Puritan Board Senior
I think you’re saying that it is a systematic error and not an heretical error? Do I have that right?

Yeah. As far as how grievous the error is, I'd say it's about as far as Arminianism.

I am trying to understand how one can have a false view of Christ yet still be a christian, as you have stated. A false view of Christ historically takes one out of historical orthodoxy.

Honestly, don't get too worked about my "false view of Christ" comment. For all intents and purposes, read that as "I think classical apologetics is wrong." I find it difficult to distinguish between levels of error, so I apologize if I come across as being too harsh in my phraseology.

I know the presuppositionalist sees a connection, so this is where the two approaches split. CA does not see a direct connection between knowledge of general revelation and the nature of Christ, or even of Christ’s saving grace. The only way to do that it seems to the CA is to conflate the historical meaning of salvation to include not just salvation from sin/God’s wrath through Christ, but also salvation from a supposed inability to know anything outside of scripture without first assuming scripture. (I know the presupp would counter here that the lattter is part of the former).

Yeah, that's pretty much how I would respond. When someone is brought from death to life spiritually, it's not just a mere addition to their life; it's a complete 180. Their entire life is entirely different, and it spans across all areas.
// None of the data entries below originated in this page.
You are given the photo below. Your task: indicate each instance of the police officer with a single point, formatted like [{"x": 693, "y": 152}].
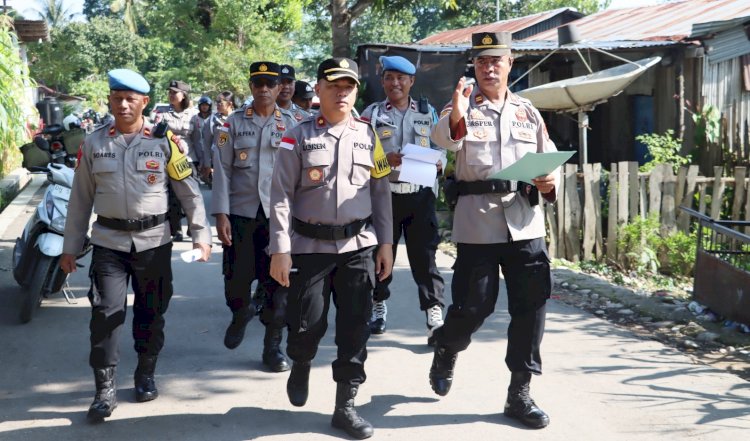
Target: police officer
[
  {"x": 244, "y": 158},
  {"x": 496, "y": 223},
  {"x": 179, "y": 119},
  {"x": 284, "y": 100},
  {"x": 123, "y": 173},
  {"x": 331, "y": 208},
  {"x": 400, "y": 120},
  {"x": 303, "y": 95},
  {"x": 224, "y": 106}
]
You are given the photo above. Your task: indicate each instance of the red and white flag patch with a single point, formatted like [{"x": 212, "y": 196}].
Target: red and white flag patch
[{"x": 287, "y": 143}]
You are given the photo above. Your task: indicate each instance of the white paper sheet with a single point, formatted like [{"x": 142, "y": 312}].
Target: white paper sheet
[{"x": 418, "y": 165}]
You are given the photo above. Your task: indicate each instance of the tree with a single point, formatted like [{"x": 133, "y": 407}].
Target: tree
[
  {"x": 97, "y": 8},
  {"x": 14, "y": 106},
  {"x": 54, "y": 12}
]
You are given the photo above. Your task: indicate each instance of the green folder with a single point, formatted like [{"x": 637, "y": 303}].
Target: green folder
[{"x": 533, "y": 165}]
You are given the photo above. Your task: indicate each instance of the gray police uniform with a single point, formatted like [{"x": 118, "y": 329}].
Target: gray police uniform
[
  {"x": 244, "y": 158},
  {"x": 329, "y": 213},
  {"x": 495, "y": 225},
  {"x": 126, "y": 186},
  {"x": 181, "y": 125},
  {"x": 297, "y": 112},
  {"x": 413, "y": 205}
]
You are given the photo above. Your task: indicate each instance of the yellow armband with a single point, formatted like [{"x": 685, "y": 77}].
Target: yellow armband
[
  {"x": 381, "y": 162},
  {"x": 179, "y": 164}
]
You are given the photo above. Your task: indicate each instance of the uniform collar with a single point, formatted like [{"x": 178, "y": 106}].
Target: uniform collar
[
  {"x": 389, "y": 106},
  {"x": 322, "y": 123}
]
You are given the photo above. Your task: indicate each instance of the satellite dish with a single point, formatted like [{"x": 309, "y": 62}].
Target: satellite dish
[{"x": 584, "y": 92}]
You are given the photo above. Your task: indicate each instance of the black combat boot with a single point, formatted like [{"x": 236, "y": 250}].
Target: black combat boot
[
  {"x": 145, "y": 386},
  {"x": 345, "y": 416},
  {"x": 105, "y": 399},
  {"x": 297, "y": 387},
  {"x": 441, "y": 372},
  {"x": 236, "y": 329},
  {"x": 272, "y": 355},
  {"x": 520, "y": 405}
]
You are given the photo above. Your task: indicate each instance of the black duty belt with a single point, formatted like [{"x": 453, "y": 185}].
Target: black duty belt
[
  {"x": 488, "y": 186},
  {"x": 330, "y": 232},
  {"x": 132, "y": 224}
]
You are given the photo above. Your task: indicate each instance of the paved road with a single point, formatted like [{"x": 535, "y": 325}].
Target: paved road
[{"x": 600, "y": 382}]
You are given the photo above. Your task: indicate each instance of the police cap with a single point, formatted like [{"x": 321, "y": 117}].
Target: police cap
[
  {"x": 303, "y": 89},
  {"x": 398, "y": 64},
  {"x": 493, "y": 44},
  {"x": 334, "y": 68},
  {"x": 265, "y": 70},
  {"x": 287, "y": 72},
  {"x": 126, "y": 79},
  {"x": 179, "y": 86}
]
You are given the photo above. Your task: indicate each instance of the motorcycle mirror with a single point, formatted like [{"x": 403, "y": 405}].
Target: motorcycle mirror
[{"x": 42, "y": 143}]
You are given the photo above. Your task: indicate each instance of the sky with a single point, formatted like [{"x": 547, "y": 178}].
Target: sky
[{"x": 77, "y": 5}]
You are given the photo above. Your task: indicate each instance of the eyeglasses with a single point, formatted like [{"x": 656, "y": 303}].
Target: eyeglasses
[{"x": 483, "y": 62}]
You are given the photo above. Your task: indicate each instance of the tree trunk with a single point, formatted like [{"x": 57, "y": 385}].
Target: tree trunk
[{"x": 341, "y": 24}]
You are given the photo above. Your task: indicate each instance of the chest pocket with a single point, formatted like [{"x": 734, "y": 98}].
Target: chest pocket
[
  {"x": 105, "y": 175},
  {"x": 316, "y": 168},
  {"x": 361, "y": 166},
  {"x": 524, "y": 140},
  {"x": 244, "y": 150},
  {"x": 151, "y": 174}
]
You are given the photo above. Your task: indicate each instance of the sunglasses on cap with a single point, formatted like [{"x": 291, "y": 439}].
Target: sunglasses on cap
[{"x": 264, "y": 82}]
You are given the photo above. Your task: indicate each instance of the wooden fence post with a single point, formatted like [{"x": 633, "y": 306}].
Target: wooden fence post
[
  {"x": 718, "y": 192},
  {"x": 633, "y": 190},
  {"x": 596, "y": 186},
  {"x": 613, "y": 216},
  {"x": 683, "y": 220},
  {"x": 667, "y": 203},
  {"x": 572, "y": 214},
  {"x": 654, "y": 190},
  {"x": 589, "y": 215},
  {"x": 739, "y": 192}
]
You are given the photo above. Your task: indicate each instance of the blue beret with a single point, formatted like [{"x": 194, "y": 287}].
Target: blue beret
[
  {"x": 399, "y": 64},
  {"x": 126, "y": 79}
]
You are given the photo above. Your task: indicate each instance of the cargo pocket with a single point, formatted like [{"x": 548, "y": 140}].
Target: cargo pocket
[
  {"x": 316, "y": 166},
  {"x": 362, "y": 164}
]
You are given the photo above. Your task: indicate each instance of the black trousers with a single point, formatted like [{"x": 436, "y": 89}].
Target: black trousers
[
  {"x": 246, "y": 260},
  {"x": 151, "y": 274},
  {"x": 475, "y": 287},
  {"x": 350, "y": 277},
  {"x": 414, "y": 215}
]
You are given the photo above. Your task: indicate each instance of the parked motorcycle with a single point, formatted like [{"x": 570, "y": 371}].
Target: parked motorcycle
[{"x": 36, "y": 254}]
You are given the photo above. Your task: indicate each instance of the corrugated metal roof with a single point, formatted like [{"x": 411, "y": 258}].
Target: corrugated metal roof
[
  {"x": 458, "y": 36},
  {"x": 712, "y": 27},
  {"x": 666, "y": 22}
]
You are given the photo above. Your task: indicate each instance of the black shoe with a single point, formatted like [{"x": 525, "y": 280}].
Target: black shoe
[
  {"x": 345, "y": 416},
  {"x": 377, "y": 326},
  {"x": 105, "y": 400},
  {"x": 236, "y": 330},
  {"x": 519, "y": 404},
  {"x": 145, "y": 386},
  {"x": 273, "y": 358},
  {"x": 441, "y": 372},
  {"x": 377, "y": 321},
  {"x": 297, "y": 387}
]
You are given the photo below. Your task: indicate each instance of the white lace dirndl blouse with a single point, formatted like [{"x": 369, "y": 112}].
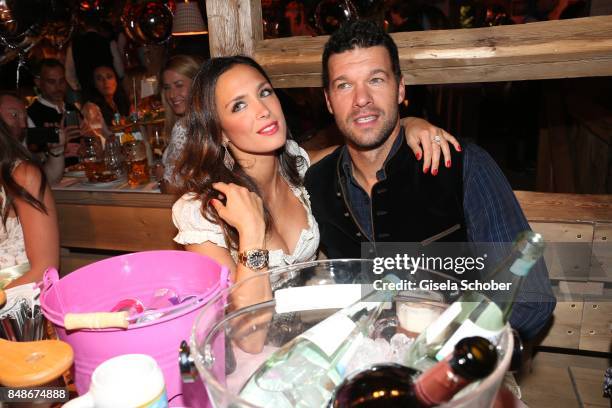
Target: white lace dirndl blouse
[
  {"x": 194, "y": 228},
  {"x": 13, "y": 259}
]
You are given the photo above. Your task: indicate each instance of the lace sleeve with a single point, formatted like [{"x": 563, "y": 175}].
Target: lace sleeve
[
  {"x": 192, "y": 227},
  {"x": 173, "y": 151}
]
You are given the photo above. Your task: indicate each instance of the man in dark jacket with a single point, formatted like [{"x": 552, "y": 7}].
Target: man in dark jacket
[{"x": 371, "y": 190}]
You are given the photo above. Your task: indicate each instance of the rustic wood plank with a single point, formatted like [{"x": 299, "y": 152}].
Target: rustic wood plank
[
  {"x": 565, "y": 207},
  {"x": 550, "y": 385},
  {"x": 563, "y": 172},
  {"x": 565, "y": 331},
  {"x": 234, "y": 26},
  {"x": 115, "y": 228},
  {"x": 596, "y": 329},
  {"x": 588, "y": 384},
  {"x": 545, "y": 50},
  {"x": 148, "y": 200},
  {"x": 601, "y": 263},
  {"x": 568, "y": 255}
]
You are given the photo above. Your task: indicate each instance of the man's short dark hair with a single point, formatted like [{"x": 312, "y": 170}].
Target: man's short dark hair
[
  {"x": 49, "y": 63},
  {"x": 359, "y": 34}
]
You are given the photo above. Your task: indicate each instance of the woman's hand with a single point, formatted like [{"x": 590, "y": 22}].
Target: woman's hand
[
  {"x": 243, "y": 210},
  {"x": 419, "y": 133}
]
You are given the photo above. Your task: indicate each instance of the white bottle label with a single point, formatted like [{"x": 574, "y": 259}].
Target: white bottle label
[
  {"x": 316, "y": 297},
  {"x": 467, "y": 329},
  {"x": 438, "y": 326},
  {"x": 521, "y": 267},
  {"x": 329, "y": 334}
]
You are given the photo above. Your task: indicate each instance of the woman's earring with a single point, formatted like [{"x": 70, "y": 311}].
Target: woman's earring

The CA would agree that salvation involves 1) a new orientation of how we view things and 2) the learning of things we would never know without scripture, but they won’t equate that with the unregenerate being unable to know anything whatsoever to any degree without first knowing God. To the CA mind this seems as if salvation is from ignorance and this strikes their radar as flirting with gnosticism, whereas to the presupp mind it seems as if the CA thinks salvation only covers moral/law issues and not a fallen mind thus denying total depravity (and thus is Arminian). This comment is not to debate which side has this right, but is simply to point out each side’s concerns, and I think we should respect those concerns instead of shouting them down without winsomely enaging one another.

Interesting point of how CA sees presup.